Revision history for this message

Dina Belova (dbelova) wrote on 2016-06-06:

#12

Moving to invalid after more than a month in the incomplete state.

Changed in mos:
status:	Incomplete → Invalid

Revision history for this message

Alexei Sheplyakov (asheplyakov) wrote on 2016-06-07:

#13

Not a critical since there is a work around (see https://bugs.launchpad.net/mos/+bug/1578827/comments/8)

Revision history for this message

Dina Belova (dbelova) wrote on 2016-06-07:

#14

Marking as incomplete for now, let's wait for support team here.

Changed in mos:
status:	Invalid → Incomplete
importance:	Undecided → High
assignee:	nobody → MOS Ceph (mos-ceph)
milestone:	none → 7.0-updates

Revision history for this message

Sergey Kolekonov (skolekonov) wrote on 2016-07-08:

#15

There were no updates during month, please move to confirmed if there will be any

Changed in mos:
status:	Incomplete → Invalid

Revision history for this message

Andrii Petrenko (aplsms) wrote on 2016-07-11:

#16

Colleagues,

Parameters mentioned in the (see https://bugs.launchpad.net/mos/+bug/1578827/comments/8) is like 'last resort' for workaround. If that parameters OK for ceph node by default, please provide patches for sysctl.conf for default installation/puppet, otherwise please continue troubleshooting.

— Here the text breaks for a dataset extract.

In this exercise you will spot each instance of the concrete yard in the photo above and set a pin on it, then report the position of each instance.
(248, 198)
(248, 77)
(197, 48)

Sergey Kolekonov (skolekonov) on 2016-07-13

Changed in mos:
status:	Invalid → Confirmed

Revision history for this message

Alexei Sheplyakov (asheplyakov) wrote on 2016-07-13:

#17

There are no steps to reproduce the problem, no meangingful logs, no hardware data, nothing at all.
Thus there's no way to find out what happened to that poor cluster and why on Earth OSDs were trying to spawn 1500+ threads. Marking as Incomplete.